On campus, Braun works to educate students about health and healthy communities, too. This fall, Otterbein invited its professors from all fields of study to participate in a lecture series titled COVID Conversations. Braun presented a lecture called COVID and Its Effect on Communities of Color.
“With that, I had my students present on what are the issues and why did this happen,” says Braun. “My presentation, then, was on what are the health departments doing about it right now.”
Involving students in hands-on learning is something Braun is passionate about. Through his collaborations with organizations in Westerville, there are always opportunities to get students involved.
“I’m a firm believer in building your resume and getting your experience,” he says. “One of the things that sets (students apart) is community experience, like working on community programs and running them, and working on community initiatives.”
And we’re not talking about getting coffee or making copies – the students are doing important work. He even has a student currently working with the Westerville CHAT committee to help collect and analyze data.
“I really have phenomenal students,” he says. “It’s really about them gaining the experience, feeling comfortable working with coalitions and working in front of community groups, helping collect data, whatever it is. I always try to make room for a student or two with whatever I’m working on.”
Braun’s vigor for teaching and love for working with the community has combined in one of the biggest projects he’s been a part of. Coming this year is a public health twist on Hasbro’s Game of Life.

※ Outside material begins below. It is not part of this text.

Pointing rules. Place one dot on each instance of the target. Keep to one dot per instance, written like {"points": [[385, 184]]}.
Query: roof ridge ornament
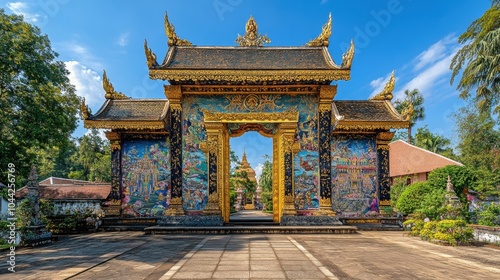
{"points": [[173, 39], [348, 56], [110, 90], [251, 37], [85, 111], [322, 39], [150, 56], [386, 93]]}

Each fall, Braun teaches a health equity course followed by a health disparities conference in the spring. At the conference three years ago, Braun was collaborating with a colleague to tackle the issue of consolidating a 15-week course into a smaller and more accessible way to learn about health equity and disparities in health.
“The game Life is not true to life,” he says. “What is true to life is what I teach in the health equity course, that not everyone has the same opportunity, not everyone has the same advantages. We started thinking, what if we developed a board game that is based off all the topics we talk about and how they affect individuals?”
The rest is history. Braun worked with a number of students to create, troubleshoot and hone the game and gameplay for Our World and Social Determinants of Health.
“We have it on a board, so it’s like a snaking, winding path, kind of like Life, but what we did was we put issues, real issues, that people face,” he says.
Chris Saylor and Mariah Nevels, two of Braun’s former students, have been heavily involved in the game production process.
“Originally, the game was for students in Rob’s class,” says Nevels, “but what we came to realize is that anyone can play the game. It’s not just for clinicians or health professionals. What we pinpoint in the game is removing yourself from your shoes and putting yourself in the shoes of this game character.”
Gameplay involves drawing cards and proceeding across the game board in a way that mimics real life. From Daily Activity Cards and Scenario Cards to Did You Know cards, every aspect of the game relates to data-backed situations and facts relating to the varied social determinants of health.
Players begin the game by rolling a 10-sided die to determine their character’s starting salary, family situation, health care status and more. Each turn, players draw a card that tells them how to proceed down the board according to their unique situation.
The game will be available in 2021, though an official release date has yet to be set.
Beyond the game and his role in the community, Braun leaves a tremendous impact on his students.
“Rob isn’t your stereotypical professor that lectures in front of a PowerPoint and expects you to memorize the material,” says Saylor. “He finds ways to bring in local experts and professionals to talk about the real-world impact.”
“He’s more than just a professor,” adds Nevels.